Last night, the heat broke for a moment and the sky turned pink. My daughter and I ran outside to see what we could see. There was lightning over the mountains, rain falling in dark, smudgy streaks and, miracle of miracles, a rainbow. On the green hill just over the freeway, the big white building that is part of a cemetery shone like a shell in the last of the sunlight.
We saw a man with a dachshund on a leash and he stopped talking on his cell phone to admire the sky with us.
"I was just telling my friend about what a beautiful night this is," he said, gesturing to his phone.
"It is, it is," my daughter shrieked. "It's the most beautiful, wonderful, best night..."
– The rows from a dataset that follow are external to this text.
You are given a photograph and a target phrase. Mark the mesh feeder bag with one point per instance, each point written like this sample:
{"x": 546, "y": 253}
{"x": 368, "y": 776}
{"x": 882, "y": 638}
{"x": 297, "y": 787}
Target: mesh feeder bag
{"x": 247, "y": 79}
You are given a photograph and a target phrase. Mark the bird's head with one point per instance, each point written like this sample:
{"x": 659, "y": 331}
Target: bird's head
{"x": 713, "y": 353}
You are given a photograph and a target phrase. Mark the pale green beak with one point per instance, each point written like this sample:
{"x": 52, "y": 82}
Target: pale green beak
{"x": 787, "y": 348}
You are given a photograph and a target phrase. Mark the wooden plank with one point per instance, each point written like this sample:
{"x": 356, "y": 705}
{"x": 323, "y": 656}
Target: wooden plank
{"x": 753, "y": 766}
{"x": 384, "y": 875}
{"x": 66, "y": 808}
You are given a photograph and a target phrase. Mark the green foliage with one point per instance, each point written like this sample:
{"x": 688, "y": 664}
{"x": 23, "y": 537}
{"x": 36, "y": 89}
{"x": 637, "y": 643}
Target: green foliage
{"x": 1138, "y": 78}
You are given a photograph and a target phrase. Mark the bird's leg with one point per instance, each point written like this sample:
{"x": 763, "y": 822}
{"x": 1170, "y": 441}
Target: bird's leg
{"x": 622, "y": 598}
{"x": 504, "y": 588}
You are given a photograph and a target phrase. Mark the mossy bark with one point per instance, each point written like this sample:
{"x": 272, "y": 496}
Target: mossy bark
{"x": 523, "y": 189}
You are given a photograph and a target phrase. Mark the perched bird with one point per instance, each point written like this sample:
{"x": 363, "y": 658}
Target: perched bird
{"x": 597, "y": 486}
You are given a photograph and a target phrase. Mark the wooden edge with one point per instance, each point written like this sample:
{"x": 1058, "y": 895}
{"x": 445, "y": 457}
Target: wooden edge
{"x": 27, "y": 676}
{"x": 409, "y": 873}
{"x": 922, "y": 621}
She did a couple of twirls for emphasis and because she was, after all, wearing a leotard and floaty ballet skirt.
We saw our well-groomed neighbor and his well-groomed dog out for their evening walk. Both man and dog seemed relaxed and happy. We exchanged our mutual happiness with the cool evening, with the pink sky. We exchanged our shock at the recent heat and our theories of inevitability. A cool summer = a warm fall.
My daughter waved to our neighbors across the street who sat at their dining table and their own daughter rushed outside to shout hello.
We ran into our house to where my son sat in the darkened office and raced a computer car on a computer track.
"Come outside," we begged.
"In a minute," he said, waving us away, his eyes wide and fixed on the screen.
"There's a rainbow," we said.
Very begrudgingly he stood up and walked outside and looked up. He smiled his biggest smile.
"Wow," he said. "That IS beautiful."
And before we could agree, he ran back inside to the dark and the computer and the racetrack.